Mafioso, au cœur des ténèbres
Les ténèbres arpentées par Mafioso sont d’abord celles, permises par un contre-jour ou une simple cagoule de laine noire, où se dérobe le visage de ses trois protagonistes. Tous ont commis, pour le compte de Cosa Nostra et de son tristement célèbre parrain Toto Riina, une quantité vertigineuse de meurtres ; ayant accepté après leur arrestation de collaborer avec la justice, ils sont désignés depuis lors comme les « repentis » de cette mafia sicilienne démantelée en partie grâce à eux. Une rencontre se poursuit ici, amorcée par Corleone, le précédent film de Mosco Levi Boucault, d’où reviennent sans délai ces mots de l’un deux : « Nous étions vraiment des bouchers. » Voilà les ténèbres qu’explore surtout le film: celles de la conscience de ces « hommes d’honneur », éduqués dans la loi d’un système de mort qui sut faire prévaloir sur toute chose, y compris la vie de leurs proches, leur allégeance à la pieuvre. Corleone, en reconstituant par une minutieuse enquête le parcours glaçant de Toto Riina, rejoignait par sa méthode les fresques minutieuses consacrées par Mosco Boucault au PCF ou aux Brigades rouges. En restant avec les repentis, Mafioso renoue, lui, avec la question que relance son œuvre chaque fois qu’elle se penche au bord de l’abîme creusé par le crime dans une conscience coupable (les meurtrières de Roubaix, commissariat central).
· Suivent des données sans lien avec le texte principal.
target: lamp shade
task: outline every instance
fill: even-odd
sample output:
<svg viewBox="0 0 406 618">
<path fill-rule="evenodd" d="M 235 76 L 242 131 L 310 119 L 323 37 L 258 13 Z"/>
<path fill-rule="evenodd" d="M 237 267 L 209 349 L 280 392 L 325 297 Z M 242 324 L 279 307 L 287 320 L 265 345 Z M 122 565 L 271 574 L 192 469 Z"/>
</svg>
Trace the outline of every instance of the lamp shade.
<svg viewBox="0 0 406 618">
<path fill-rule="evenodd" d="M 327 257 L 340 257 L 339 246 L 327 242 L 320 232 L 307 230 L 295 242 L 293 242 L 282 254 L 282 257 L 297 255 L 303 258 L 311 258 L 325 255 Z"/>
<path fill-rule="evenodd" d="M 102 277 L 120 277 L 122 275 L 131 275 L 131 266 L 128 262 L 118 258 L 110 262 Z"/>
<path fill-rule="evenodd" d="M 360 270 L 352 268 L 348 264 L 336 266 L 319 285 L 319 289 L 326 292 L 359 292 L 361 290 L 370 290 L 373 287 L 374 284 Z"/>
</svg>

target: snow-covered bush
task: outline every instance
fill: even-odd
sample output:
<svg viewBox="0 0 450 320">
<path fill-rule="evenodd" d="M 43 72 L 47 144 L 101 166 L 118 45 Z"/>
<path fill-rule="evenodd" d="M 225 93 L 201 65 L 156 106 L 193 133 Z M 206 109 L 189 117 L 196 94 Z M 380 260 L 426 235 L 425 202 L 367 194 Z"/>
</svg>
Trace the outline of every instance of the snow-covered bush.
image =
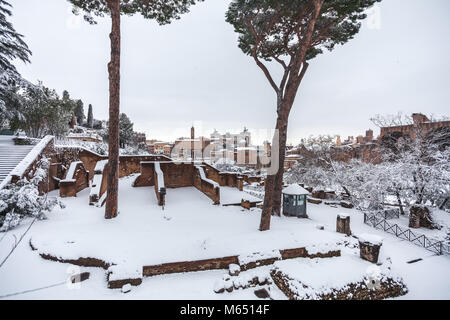
<svg viewBox="0 0 450 320">
<path fill-rule="evenodd" d="M 120 155 L 124 156 L 142 156 L 142 155 L 148 155 L 148 151 L 146 148 L 142 148 L 142 146 L 133 146 L 133 145 L 127 145 L 125 148 L 119 149 Z"/>
<path fill-rule="evenodd" d="M 236 162 L 229 158 L 219 158 L 212 166 L 220 172 L 239 173 L 248 175 L 260 175 L 260 170 L 247 168 L 246 166 L 236 165 Z"/>
<path fill-rule="evenodd" d="M 379 210 L 385 203 L 395 203 L 403 213 L 411 205 L 443 209 L 448 203 L 450 130 L 418 132 L 415 140 L 404 138 L 388 146 L 381 143 L 379 164 L 336 161 L 333 148 L 322 140 L 310 138 L 304 144 L 301 159 L 285 173 L 285 182 L 344 192 L 361 209 Z"/>
<path fill-rule="evenodd" d="M 39 195 L 39 183 L 47 178 L 49 161 L 43 158 L 34 177 L 26 178 L 0 190 L 0 231 L 16 227 L 26 217 L 45 219 L 45 214 L 55 206 L 64 205 L 56 198 Z"/>
</svg>

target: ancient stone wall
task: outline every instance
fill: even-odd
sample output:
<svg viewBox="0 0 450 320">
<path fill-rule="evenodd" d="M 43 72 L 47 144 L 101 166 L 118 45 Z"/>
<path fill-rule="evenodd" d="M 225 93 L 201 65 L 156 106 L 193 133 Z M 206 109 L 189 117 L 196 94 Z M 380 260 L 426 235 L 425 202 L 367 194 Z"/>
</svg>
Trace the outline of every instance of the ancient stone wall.
<svg viewBox="0 0 450 320">
<path fill-rule="evenodd" d="M 173 263 L 163 263 L 154 266 L 144 266 L 143 275 L 146 277 L 160 274 L 193 272 L 213 269 L 228 269 L 230 264 L 237 264 L 238 256 L 230 256 L 215 259 L 205 259 L 196 261 L 181 261 Z"/>
<path fill-rule="evenodd" d="M 34 149 L 32 149 L 31 152 L 33 152 Z M 55 158 L 55 141 L 53 138 L 51 138 L 47 145 L 42 149 L 42 151 L 36 156 L 36 159 L 30 163 L 28 165 L 27 168 L 25 168 L 25 170 L 23 171 L 23 173 L 18 176 L 18 175 L 12 175 L 11 177 L 11 183 L 16 183 L 17 181 L 19 181 L 22 178 L 27 178 L 27 179 L 31 179 L 34 176 L 34 173 L 36 172 L 36 169 L 38 168 L 39 162 L 41 161 L 41 159 L 43 157 L 46 157 L 50 164 L 54 162 L 54 158 Z M 50 169 L 50 168 L 49 168 Z M 49 170 L 50 171 L 50 170 Z M 43 181 L 41 181 L 38 185 L 38 190 L 39 190 L 39 194 L 42 195 L 48 191 L 51 191 L 52 189 L 50 189 L 50 174 L 49 172 L 47 173 L 47 179 L 44 179 Z"/>
<path fill-rule="evenodd" d="M 192 187 L 194 165 L 192 163 L 161 163 L 166 188 Z"/>
<path fill-rule="evenodd" d="M 77 193 L 89 187 L 89 173 L 82 162 L 76 165 L 74 175 L 59 183 L 60 197 L 76 197 Z"/>
<path fill-rule="evenodd" d="M 199 169 L 194 171 L 194 187 L 210 198 L 214 204 L 220 204 L 220 188 L 201 178 Z"/>
</svg>

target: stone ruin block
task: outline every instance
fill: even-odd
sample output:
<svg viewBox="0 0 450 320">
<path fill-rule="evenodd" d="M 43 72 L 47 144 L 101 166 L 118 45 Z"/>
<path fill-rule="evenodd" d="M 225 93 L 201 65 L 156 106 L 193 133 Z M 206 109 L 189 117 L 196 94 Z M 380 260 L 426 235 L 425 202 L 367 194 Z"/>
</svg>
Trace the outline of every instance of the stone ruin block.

Une possible formulation en est donnée ici par le cinéaste lui-même, dont la voix est entendue à cette unique occasion, après qu’un des repentis lui a décrit les atrocités qu’il a commises : « Comment dort-on, après ça ? »
Jérôme Momcilovic
Mosco Levi Boucault est né en Bulgarie en 1946. Émigré en France 1957. Licence de Lettres (Nanterre) 1970. Idhec (Paris) 1970.